It’s not every day that I have the time to take a walk along the sea in the mornings. Today was one of those rare days when the weather was perfect and I had the time so I thought, “Carpe diem et coffee. Let’s go for a walk.” As I got into the lift, I saw myself sauntering on Carter Road Bandstand. Naturally, I saw myself like a Henri Cartier-Bresson photograph: a blurry, perfect moment; wind-swept hair arranged artfully yet carelessly to show only my kohl-lined eyes, preserving the camera and other things with sight from having to survive seeing my face.
So I go to Gloria Jean’s to get my daily dose of chocolate soup (officially known as the Mocha Caramelatte). It is raining by now. No matter. I’m carrying my navy blue umbrella, which is perfectly colour-coordinated with the grey sky and murky sea.
I’m feeling very good about this walk in the drizzle. Discovery‘s “Swing Tree” is tinkling in my ear (fun, fluorescent album with some dark, gender-bender interludes that still manage to sound Ritalin-happy. Once you get past the sinking feeling that the eighties are indeed back, it’s an absolute delight. It is, however, very possible that Michael Jackson’s heart attack came from hearing their version of “I Want You Back”, which is weirdly hypnotic after you’ve survived hearing it a couple of times). So far, I haven’t slipped on anything and I’ve managed to avoid excreta, garbage etc. Basically, all is as sweet as a Jaffa cake with the world.

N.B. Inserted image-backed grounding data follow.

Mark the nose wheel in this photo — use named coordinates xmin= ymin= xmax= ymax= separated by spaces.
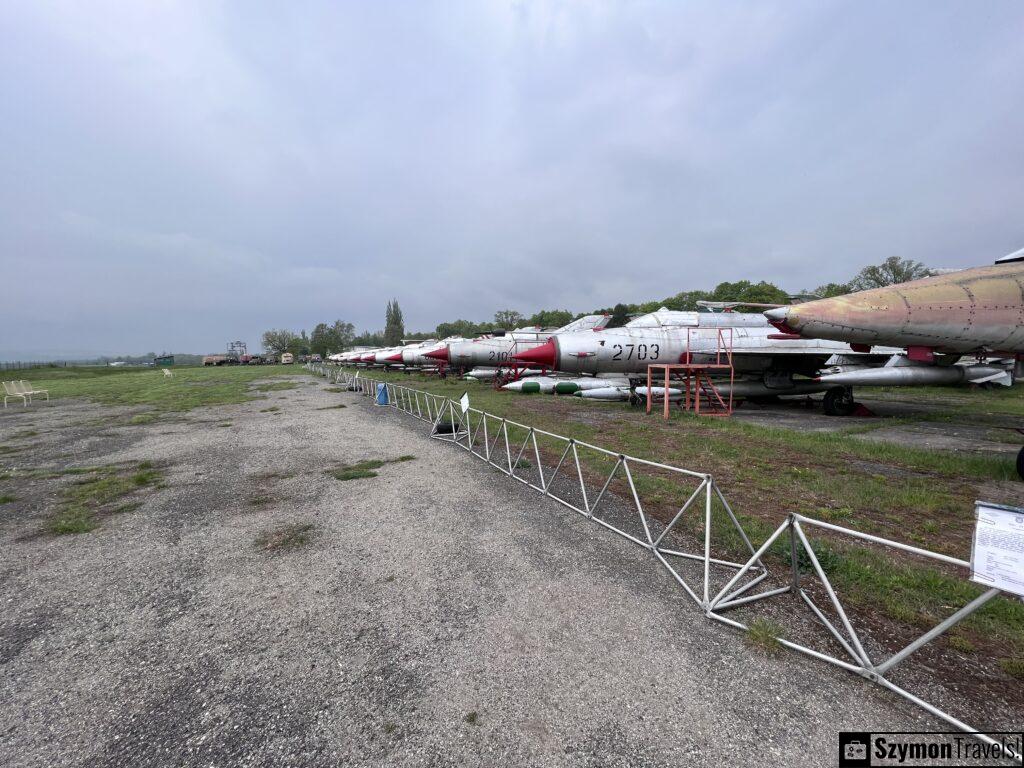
xmin=822 ymin=386 xmax=857 ymax=417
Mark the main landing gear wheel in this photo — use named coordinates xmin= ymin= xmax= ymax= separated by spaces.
xmin=1016 ymin=446 xmax=1024 ymax=481
xmin=822 ymin=386 xmax=857 ymax=417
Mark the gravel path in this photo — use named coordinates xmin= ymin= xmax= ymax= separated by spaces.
xmin=0 ymin=380 xmax=943 ymax=766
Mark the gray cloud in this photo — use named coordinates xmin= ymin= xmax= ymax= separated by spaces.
xmin=2 ymin=1 xmax=1023 ymax=356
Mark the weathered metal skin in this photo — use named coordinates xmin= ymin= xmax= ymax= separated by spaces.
xmin=625 ymin=309 xmax=769 ymax=329
xmin=444 ymin=314 xmax=610 ymax=368
xmin=521 ymin=326 xmax=875 ymax=376
xmin=766 ymin=261 xmax=1024 ymax=354
xmin=447 ymin=335 xmax=549 ymax=368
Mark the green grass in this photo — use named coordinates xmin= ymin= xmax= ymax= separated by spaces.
xmin=323 ymin=387 xmax=346 ymax=393
xmin=999 ymin=657 xmax=1024 ymax=679
xmin=7 ymin=364 xmax=306 ymax=415
xmin=255 ymin=522 xmax=315 ymax=552
xmin=11 ymin=430 xmax=38 ymax=439
xmin=260 ymin=406 xmax=281 ymax=413
xmin=948 ymin=633 xmax=975 ymax=653
xmin=0 ymin=494 xmax=15 ymax=504
xmin=328 ymin=455 xmax=414 ymax=481
xmin=745 ymin=618 xmax=784 ymax=655
xmin=47 ymin=461 xmax=163 ymax=535
xmin=463 ymin=711 xmax=480 ymax=726
xmin=315 ymin=404 xmax=347 ymax=410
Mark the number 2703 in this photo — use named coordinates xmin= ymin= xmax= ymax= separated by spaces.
xmin=611 ymin=343 xmax=658 ymax=361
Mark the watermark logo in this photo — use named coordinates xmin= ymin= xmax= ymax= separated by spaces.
xmin=838 ymin=732 xmax=1023 ymax=767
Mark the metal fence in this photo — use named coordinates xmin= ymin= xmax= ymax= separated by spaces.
xmin=308 ymin=363 xmax=1020 ymax=756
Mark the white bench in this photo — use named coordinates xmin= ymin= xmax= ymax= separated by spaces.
xmin=2 ymin=381 xmax=28 ymax=408
xmin=19 ymin=381 xmax=49 ymax=401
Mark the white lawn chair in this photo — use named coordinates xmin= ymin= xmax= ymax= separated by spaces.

Until my head gets tangled in my umbrella. Don’t ask me how, because my hair was tightly and securely tied up. However, suddenly, there I am on Turner Road, with my head cocked at a ridiculous angle, looking like someone has yanked my invisible leash. And I am unable to untangle self from umbrella, which is sticking out as though I’m a cocktail glass instead of a person. I do the only thing a girl can under the circumstances: physically and literally go around in circles in an effort to “see” what’s happening at the back of my head. Until I realise that I am physically and literally going around in circles in the middle of Bandra. Then in an effort to end the problem quickly, I proceed to yank my head in the direction opposite to umbrella. I also jump up and down with the hope that this excessive motion will somehow extricate head from umbrella. Traffic on Turner Road slows down as passing cars are riveted by the sight of bouncing brown egg on pavement.
Am happy to report have dislodged umbrella from self.
ROFLMAO oh how i wish i had been there with a camera!!!! 😀
this is hilarious!
LOL I hope you didn’t lose much hair in the encounter. Umbrellas can be tricky, between the spokes and the collapsible handles, lots of possibility for disaster.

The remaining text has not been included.